その後は勝ったり負けたりを繰り返し、勝負の世界の厳しさを再び経験するが、昨年の全日本選手権で、3連敗中の歌田圭純(東洋大)を破り、初めて全日本レベルの大会の表彰台へ。ひとつの壁を乗り越えたといったところで、いよいよ世界へ向けての飛躍が始まる。
昨年の全日本選手権63kg級の表彰式。伊藤友莉香(左)、渡利璃穏(中)のが城を狙う佐藤(右)
■伊調馨が築いた女子63kg級の伝統は確実に引き継がれる!
そうした中から出てきた気持ちは、「練習でやってきたことを、試合ですべて出そう」という思い。結果を残さねばならないプロ集団だが、「それをやっていけば、自然に結果がついてくると信じています」と言う。

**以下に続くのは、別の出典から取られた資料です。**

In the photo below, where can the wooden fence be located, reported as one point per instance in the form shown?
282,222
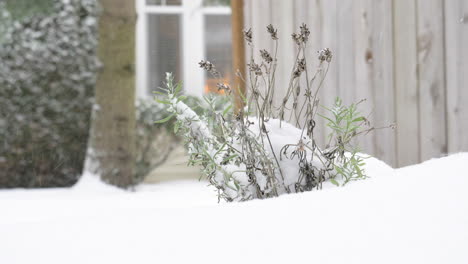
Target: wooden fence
408,58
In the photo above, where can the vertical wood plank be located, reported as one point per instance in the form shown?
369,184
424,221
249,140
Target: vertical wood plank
328,39
364,63
283,20
383,84
406,82
238,51
456,43
315,21
430,54
248,10
345,52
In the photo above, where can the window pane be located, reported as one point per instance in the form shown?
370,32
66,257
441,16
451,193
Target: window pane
217,2
163,2
218,41
164,49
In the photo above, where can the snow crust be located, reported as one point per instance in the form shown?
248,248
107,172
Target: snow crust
416,214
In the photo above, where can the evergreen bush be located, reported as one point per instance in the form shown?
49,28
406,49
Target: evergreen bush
47,77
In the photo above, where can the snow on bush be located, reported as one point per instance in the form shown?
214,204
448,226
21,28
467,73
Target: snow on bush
256,152
47,76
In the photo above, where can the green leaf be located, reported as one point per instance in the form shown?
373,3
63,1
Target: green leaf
359,119
164,120
181,98
334,182
178,88
163,101
176,127
227,110
230,158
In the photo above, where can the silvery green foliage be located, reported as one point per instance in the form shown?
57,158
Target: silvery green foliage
265,150
154,141
47,77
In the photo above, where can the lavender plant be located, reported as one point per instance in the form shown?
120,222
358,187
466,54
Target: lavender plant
264,150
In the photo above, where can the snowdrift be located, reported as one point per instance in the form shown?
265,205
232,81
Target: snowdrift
417,214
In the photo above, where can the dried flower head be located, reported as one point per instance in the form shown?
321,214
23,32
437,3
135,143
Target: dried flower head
325,55
223,87
266,56
248,35
206,65
209,67
273,32
301,66
255,68
305,32
296,38
303,36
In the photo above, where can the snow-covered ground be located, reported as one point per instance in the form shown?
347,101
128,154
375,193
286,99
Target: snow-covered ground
417,214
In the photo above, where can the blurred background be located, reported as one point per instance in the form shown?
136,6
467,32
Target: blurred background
408,59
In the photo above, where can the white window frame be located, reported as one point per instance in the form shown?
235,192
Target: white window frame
193,42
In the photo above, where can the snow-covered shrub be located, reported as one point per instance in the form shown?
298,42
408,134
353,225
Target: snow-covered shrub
256,152
47,76
154,142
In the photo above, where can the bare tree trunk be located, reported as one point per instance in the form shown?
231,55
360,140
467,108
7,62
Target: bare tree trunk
111,148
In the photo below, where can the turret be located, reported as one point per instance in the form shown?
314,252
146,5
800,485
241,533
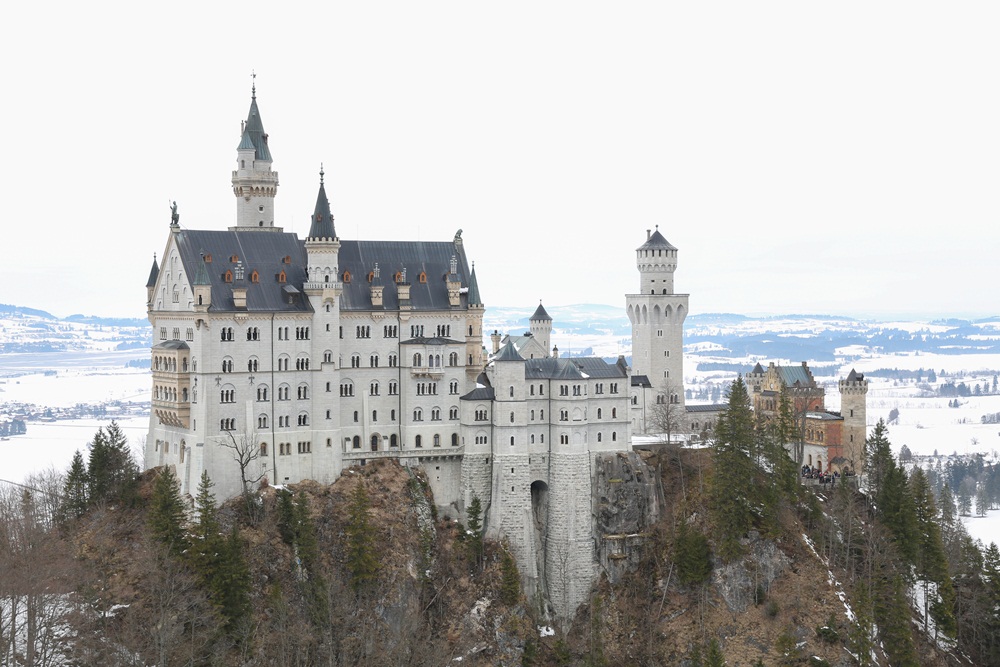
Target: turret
322,249
254,184
540,325
657,316
657,261
854,408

オリンピック出場を果たすには、63kg級全日本チャンピオンの渡利璃穏(至学館大)や同2位の伊藤友莉香(自衛隊)を破ることが必要だ。今大会は国別対抗団体戦なのでライバルへの挑戦は休戦。練習でやってきたことを世界の強豪相手に試す場となる。それがしっかりできたなら、今年の下半期、女子63kg級は稀に見る大激戦階級と変わるだろう。
伊調馨(ALSOK)が階級を下げ、工藤佳代子(自衛隊)がアップして弱体の懸念もあった日本の黄金階級は、佐藤の躍進によって力強く底上げしていきそうだ。